[PERFORM] Large # of rows in query extremely slow, not using index

2004-09-13 Thread Stephen Crowley
Does postgres cache the entire result set before it begins returning
data to the client?

I have a table with ~8 million rows and I am executing a query which
should return about ~800,000 rows. The problem is that as soon as I
execute the query it absolutely kills my machine and begins swapping
for 5 or 6 minutes before it begins returning results. Is postgres
trying to load the whole query into memory before returning anything?
Also, why would it choose not to use the index? It is properly
estimating the # of rows returned. If I set enable_seqscan to off it
is just as slow.

Running postgres 8.0 beta2 dev2

explain select * from island_history where date='2004-09-07' and stock='QQQ';
QUERY PLAN
---
 Seq Scan on island_history  (cost=0.00..266711.23 rows=896150 width=83)
   Filter: ((date = '2004-09-07'::date) AND ((stock)::text = 'QQQ'::text))
(2 rows)

Any help would be appreciated

--Stephen

 Table public.island_history
  Column  |  Type  | Modifiers
--++---
 date | date   | not null
 stock| character varying(6)   |
 time | time without time zone | not null
 reference_number | numeric(9,0)   | not null
 message_type | character(1)   | not null
 buy_sell_ind | character(1)   |
 shares   | numeric(6,0)   |
 remaining_shares | numeric(6,0)   |
 price| numeric(10,4)  |
 display  | character(1)   |
 match_number | numeric(9,0)   | not null
Indexes:
island_history_pkey PRIMARY KEY, btree (date, reference_number,
message_type, time, match_number)
island_history_date_stock_time btree (date, stock, time)
island_history_oid btree (oid)

---(end of broadcast)---
TIP 8: explain analyze is your friend


Re: [PERFORM] Large # of rows in query extremely slow, not using index

2004-09-13 Thread Stephen Crowley
On Mon, 13 Sep 2004 21:11:07 -0400, Tom Lane [EMAIL PROTECTED] wrote:
 Stephen Crowley [EMAIL PROTECTED] writes:
  Does postgres cache the entire result set before it begins returning
  data to the client?
 
 The backend doesn't, but libpq does, and I think JDBC does too.
 
 I'd recommend using a cursor so you can FETCH a reasonable number of
 rows at a time.

That is incredible.
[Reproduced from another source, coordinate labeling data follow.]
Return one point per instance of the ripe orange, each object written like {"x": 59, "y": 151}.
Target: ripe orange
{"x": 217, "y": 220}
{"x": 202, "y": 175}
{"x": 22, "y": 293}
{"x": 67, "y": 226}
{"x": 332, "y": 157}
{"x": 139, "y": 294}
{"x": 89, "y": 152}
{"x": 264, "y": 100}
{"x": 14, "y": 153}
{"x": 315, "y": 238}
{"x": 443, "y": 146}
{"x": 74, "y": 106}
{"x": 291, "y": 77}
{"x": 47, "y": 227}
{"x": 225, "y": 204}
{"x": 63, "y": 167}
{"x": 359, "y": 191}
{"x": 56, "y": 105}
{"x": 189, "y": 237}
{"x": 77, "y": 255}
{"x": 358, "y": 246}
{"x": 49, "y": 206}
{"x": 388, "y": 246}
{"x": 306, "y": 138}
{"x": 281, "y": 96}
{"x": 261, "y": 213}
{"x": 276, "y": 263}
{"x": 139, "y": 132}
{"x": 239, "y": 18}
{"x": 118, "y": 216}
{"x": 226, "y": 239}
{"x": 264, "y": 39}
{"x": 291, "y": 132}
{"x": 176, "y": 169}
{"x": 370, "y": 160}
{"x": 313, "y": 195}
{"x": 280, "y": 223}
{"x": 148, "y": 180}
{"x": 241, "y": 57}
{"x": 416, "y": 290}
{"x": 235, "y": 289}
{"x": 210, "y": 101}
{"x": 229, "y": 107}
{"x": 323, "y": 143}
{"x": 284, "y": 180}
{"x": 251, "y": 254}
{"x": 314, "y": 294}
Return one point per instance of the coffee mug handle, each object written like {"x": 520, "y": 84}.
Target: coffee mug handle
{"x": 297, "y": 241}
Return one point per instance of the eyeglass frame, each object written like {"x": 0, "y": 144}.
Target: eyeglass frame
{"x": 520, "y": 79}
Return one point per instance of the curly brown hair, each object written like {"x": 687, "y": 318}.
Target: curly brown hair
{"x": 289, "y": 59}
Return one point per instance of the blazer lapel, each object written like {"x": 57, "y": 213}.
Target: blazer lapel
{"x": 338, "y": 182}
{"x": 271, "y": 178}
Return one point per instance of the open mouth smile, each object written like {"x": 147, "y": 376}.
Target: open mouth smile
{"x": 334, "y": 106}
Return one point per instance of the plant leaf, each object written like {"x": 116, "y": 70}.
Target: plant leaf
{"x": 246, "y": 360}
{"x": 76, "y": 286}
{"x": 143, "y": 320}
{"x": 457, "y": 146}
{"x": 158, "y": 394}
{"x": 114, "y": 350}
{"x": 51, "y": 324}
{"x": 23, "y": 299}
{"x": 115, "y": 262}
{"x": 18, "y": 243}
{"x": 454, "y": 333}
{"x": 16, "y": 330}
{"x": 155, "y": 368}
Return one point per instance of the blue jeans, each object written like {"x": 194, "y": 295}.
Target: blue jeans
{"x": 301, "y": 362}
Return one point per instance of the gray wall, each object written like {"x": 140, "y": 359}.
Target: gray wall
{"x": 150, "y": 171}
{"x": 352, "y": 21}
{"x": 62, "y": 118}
Why would libpq do such a thing? JDBC as well? I
know oracle doesn't do anything like that, not sure about mysql. Is
there any way to turn it off? In this case I was just using psql but
will be using JDBC for the app.  About cursors, I thought a jdbc
ResultSet WAS a cursor, am I mistaken?

Thanks,
Stephen

---(end of broadcast)---
TIP 2: you can get off all lists at once with the unregister command
(send unregister YourEmailAddressHere to [EMAIL PROTECTED])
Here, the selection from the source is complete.